Abstract:
This dissertation presents an application of heuristic computational intelligence for the
solution of non-linear systems in engineering. The design scheme is comprised of
mathematical model based on feed-forward artificial neural network (ANN). The
linear combination of these networks defines the unsupervised error for the system.
The most suitable weights to minimize the error are obtained by training the networks
employing stochastic solvers. These techniques are based on nature inspired heuristics
including Pattern Search (PS), Simulated Annealing (SA), Genetic Algorithm (GA)
and Particle Swarm Optimization (PSO) algorithms. Rapid local convergent
algorithms such as Interior Point (IP) and Active Set (AS) methods are hybridized
with these global search techniques. To validate the scheme, a number of linear and
non-linear initial and boundary value problems have been solved.
The design methodology is also applied to a number of problems having special
applications in engineering including, singular systems based on non-linear Lane
Emden Fowler equation, non-linear van der Pol oscillator with stiff and non-stiff
conditions and systems with high nonlinearity governed by Painlevé transcendent I.
In addition to that, the scheme also provides an alternate solution for biomedical
application like model of heart for low, high and normal blood pressure. It is found
that the proposed results are in good agreement with available exact solution and
numerical solvers like Adomian decomposition method, Homotopy Perturbation
method, Homotopy analysis method and Optimal Homotopy asymptotic method,
ODE15i and Runge Kutta method.
The comparative studies of stochastic solvers are carried out under a stringent
criterion of accuracy, effectiveness, reliability and robustness of the results based on
Monte Carlo simulation and its analysis.
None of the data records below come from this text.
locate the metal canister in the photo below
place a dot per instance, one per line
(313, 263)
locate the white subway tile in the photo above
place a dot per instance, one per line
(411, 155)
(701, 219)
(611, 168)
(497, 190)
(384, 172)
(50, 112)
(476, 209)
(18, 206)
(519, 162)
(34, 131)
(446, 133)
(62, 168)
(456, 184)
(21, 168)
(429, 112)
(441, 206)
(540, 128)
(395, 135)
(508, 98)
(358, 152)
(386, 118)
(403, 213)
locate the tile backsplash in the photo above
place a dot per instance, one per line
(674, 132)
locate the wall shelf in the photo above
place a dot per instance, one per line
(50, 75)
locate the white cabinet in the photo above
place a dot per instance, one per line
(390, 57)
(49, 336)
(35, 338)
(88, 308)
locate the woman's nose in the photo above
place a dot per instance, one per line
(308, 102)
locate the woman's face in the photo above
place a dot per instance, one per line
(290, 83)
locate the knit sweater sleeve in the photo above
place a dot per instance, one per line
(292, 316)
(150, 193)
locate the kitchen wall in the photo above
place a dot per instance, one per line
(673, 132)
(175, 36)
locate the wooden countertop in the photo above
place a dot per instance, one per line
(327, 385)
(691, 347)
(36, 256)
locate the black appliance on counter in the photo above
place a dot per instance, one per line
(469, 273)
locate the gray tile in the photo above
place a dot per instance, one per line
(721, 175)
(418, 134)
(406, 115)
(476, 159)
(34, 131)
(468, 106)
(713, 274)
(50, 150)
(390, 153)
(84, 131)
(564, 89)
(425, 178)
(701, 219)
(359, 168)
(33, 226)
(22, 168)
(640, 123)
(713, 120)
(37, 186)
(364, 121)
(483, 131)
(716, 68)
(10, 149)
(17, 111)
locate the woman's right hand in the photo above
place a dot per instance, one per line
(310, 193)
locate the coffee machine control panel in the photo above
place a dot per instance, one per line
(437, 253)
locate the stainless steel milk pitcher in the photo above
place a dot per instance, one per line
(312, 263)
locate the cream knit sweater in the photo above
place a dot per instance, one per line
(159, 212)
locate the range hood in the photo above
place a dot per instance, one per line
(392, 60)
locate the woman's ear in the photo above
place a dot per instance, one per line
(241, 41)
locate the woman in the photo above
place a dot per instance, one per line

The solvers based on SA, PS, GA, PSO, GA
and PSO hybrid with IP or AS algorithms are used for optimization of neural network.
It is found that the GA-IP, GA-AS, PSO-IP and PSO-AS algorithms are the best
stochastic optimizers.
The other perk up of the scheme have in its simplicity of the concept, ease in use,
efficiency and unlike other numerical techniques, it provides the solution on
continuous inputs with finite interval instead of predefine discrete grid of inputs.